Polygamists' offices searched
Computers and records are seized by the state in northwest Arizona in a probe of school district spending.
 
 
PHOENIX - State authorities are investigating questionable spending and possible misuse of vehicles and equipment owned by a polygamist community's financially troubled school district, newly released records indicate.

Investigators for the attorney general on Tuesday seized a truckload of computers and paper records from the Colorado City Unified School District offices in the isolated community north of the Colorado River in far northwestern Arizona. The community is dominated by the Fundamentalist Church of Jesus Christ of Latter Day Saints, a polygamous offshoot of the mainstream Mormon Church.

In an affidavit requesting a search warrant, Special Agent Meg Pollard cited the district's purchase of an airplane, officials' use of district vehicles, the transfer of the district's bus barn to the town of Colorado City without apparent benefit to the district and the full-time employment status of officials' relatives whose work appeared to consist of driving school buses.

Pollard's affidavit, which was filed Sunday and unsealed May 27, also said there was "probable cause" to believe that district Superintendent Alvin S. Barlow, business manager Jeffrey P. Jessop and assistant business manager Oliver B. Barlow had committed the crime of misuse of public funds.

"Probable cause" is a legal term that means there are facts and circumstances to indicate something is true. However, it is a significantly lower standard of proof than the standard of beyond a reasonable doubt needed for a criminal conviction.

Neither of the Barlows nor Jessop immediately returned telephone messages left for them at the district's office yesterday. None has been charged.

A document that Pollard filed yesterday to report on the search said material seized included numerous computers as well as dozens of file cabinets, boxes and books of bank records, cash receipts, photocopies of checks, financial journals, invoices, payroll reports, travel claims and personnel files.

Andrea Esquer, a spokeswoman for Attorney General Terry Goddard, said the seized material filled most of a 28-foot U-Haul van.
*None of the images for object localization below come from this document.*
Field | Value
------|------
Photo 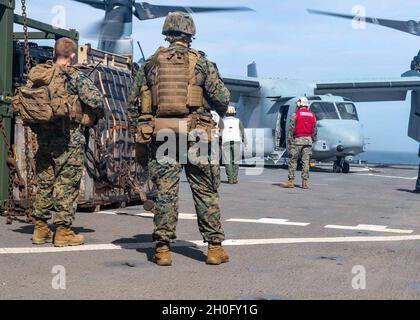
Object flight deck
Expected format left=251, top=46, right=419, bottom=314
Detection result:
left=0, top=164, right=419, bottom=300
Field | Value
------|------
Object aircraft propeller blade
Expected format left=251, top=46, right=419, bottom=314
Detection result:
left=80, top=19, right=106, bottom=39
left=72, top=0, right=106, bottom=10
left=82, top=5, right=133, bottom=40
left=308, top=9, right=420, bottom=37
left=133, top=2, right=254, bottom=21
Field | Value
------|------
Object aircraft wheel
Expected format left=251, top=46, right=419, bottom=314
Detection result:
left=342, top=162, right=350, bottom=174
left=333, top=162, right=342, bottom=173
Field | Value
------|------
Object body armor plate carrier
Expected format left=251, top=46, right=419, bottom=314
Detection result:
left=151, top=48, right=203, bottom=116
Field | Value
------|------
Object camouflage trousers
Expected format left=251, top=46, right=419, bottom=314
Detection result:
left=222, top=142, right=241, bottom=182
left=416, top=163, right=420, bottom=191
left=32, top=140, right=84, bottom=227
left=150, top=141, right=225, bottom=245
left=288, top=144, right=313, bottom=180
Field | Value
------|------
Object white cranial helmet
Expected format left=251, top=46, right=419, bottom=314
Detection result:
left=297, top=96, right=309, bottom=107
left=227, top=106, right=237, bottom=114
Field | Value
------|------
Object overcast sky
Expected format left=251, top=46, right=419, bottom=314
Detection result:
left=15, top=0, right=420, bottom=152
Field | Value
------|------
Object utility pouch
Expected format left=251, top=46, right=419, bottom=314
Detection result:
left=136, top=115, right=155, bottom=144
left=140, top=86, right=153, bottom=114
left=189, top=114, right=215, bottom=143
left=12, top=86, right=54, bottom=124
left=154, top=117, right=189, bottom=137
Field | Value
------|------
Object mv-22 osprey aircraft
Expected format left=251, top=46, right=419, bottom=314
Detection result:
left=74, top=1, right=420, bottom=174
left=225, top=8, right=420, bottom=173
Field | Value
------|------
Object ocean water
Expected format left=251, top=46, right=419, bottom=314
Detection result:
left=354, top=150, right=419, bottom=165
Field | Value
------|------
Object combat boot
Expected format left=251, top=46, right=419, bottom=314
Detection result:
left=53, top=226, right=85, bottom=247
left=302, top=179, right=309, bottom=189
left=206, top=243, right=229, bottom=265
left=281, top=178, right=295, bottom=188
left=153, top=243, right=172, bottom=266
left=32, top=219, right=53, bottom=245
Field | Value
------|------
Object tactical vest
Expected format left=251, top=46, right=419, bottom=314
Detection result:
left=12, top=61, right=93, bottom=125
left=150, top=47, right=204, bottom=116
left=293, top=108, right=316, bottom=138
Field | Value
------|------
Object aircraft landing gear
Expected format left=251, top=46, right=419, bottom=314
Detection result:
left=342, top=162, right=350, bottom=174
left=333, top=156, right=350, bottom=174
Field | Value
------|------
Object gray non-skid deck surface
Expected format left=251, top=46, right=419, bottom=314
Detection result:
left=1, top=165, right=419, bottom=299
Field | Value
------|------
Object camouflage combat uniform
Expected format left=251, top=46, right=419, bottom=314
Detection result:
left=128, top=43, right=230, bottom=245
left=31, top=64, right=104, bottom=226
left=287, top=111, right=318, bottom=180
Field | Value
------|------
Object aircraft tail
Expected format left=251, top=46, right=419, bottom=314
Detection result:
left=247, top=61, right=258, bottom=78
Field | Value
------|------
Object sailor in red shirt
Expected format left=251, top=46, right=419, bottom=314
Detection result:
left=282, top=97, right=317, bottom=189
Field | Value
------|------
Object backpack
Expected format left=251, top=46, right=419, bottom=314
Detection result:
left=12, top=61, right=87, bottom=125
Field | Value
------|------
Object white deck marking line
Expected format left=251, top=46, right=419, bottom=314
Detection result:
left=226, top=218, right=310, bottom=226
left=356, top=173, right=417, bottom=180
left=324, top=224, right=413, bottom=234
left=97, top=211, right=197, bottom=220
left=4, top=235, right=420, bottom=254
left=249, top=180, right=329, bottom=186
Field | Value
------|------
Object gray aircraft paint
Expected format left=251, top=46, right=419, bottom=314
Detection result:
left=227, top=75, right=365, bottom=162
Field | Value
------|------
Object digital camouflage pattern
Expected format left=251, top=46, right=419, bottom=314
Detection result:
left=128, top=42, right=230, bottom=245
left=150, top=142, right=224, bottom=244
left=222, top=142, right=241, bottom=183
left=32, top=135, right=83, bottom=226
left=32, top=64, right=104, bottom=226
left=162, top=11, right=196, bottom=36
left=288, top=145, right=313, bottom=180
left=287, top=109, right=317, bottom=180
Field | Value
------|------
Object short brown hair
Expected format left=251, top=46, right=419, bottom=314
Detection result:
left=54, top=37, right=77, bottom=59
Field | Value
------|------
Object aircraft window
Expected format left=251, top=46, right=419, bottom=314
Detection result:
left=309, top=102, right=339, bottom=120
left=337, top=103, right=359, bottom=120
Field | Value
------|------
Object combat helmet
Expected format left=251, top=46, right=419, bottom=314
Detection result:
left=162, top=11, right=196, bottom=36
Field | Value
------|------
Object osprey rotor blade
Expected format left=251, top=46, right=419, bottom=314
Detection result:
left=99, top=5, right=133, bottom=40
left=308, top=9, right=420, bottom=37
left=72, top=0, right=106, bottom=10
left=134, top=2, right=254, bottom=21
left=82, top=6, right=132, bottom=40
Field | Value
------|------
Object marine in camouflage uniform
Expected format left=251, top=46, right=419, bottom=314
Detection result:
left=283, top=97, right=317, bottom=189
left=128, top=12, right=230, bottom=266
left=31, top=38, right=104, bottom=246
left=32, top=68, right=103, bottom=225
left=221, top=106, right=247, bottom=184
Officers from the state Department of Public Safety and the Mohave County Sheriff's Department helped with the search, she said.

Esquer said state investigators are reviewing the material seized, but she declined to comment on what will happen next.

Goddard, whose office has been investigating the district for two years, has said he plans to ask the state Board of Education to appoint a receiver to oversee the district. A new state law allowing the board to put a district into financial receivership for financial mismanagement takes effect Aug. 12.

The district's teachers went unpaid for two months last year because it ran out of money. Critics blamed the district's financial problems on a bloated work force, among other things.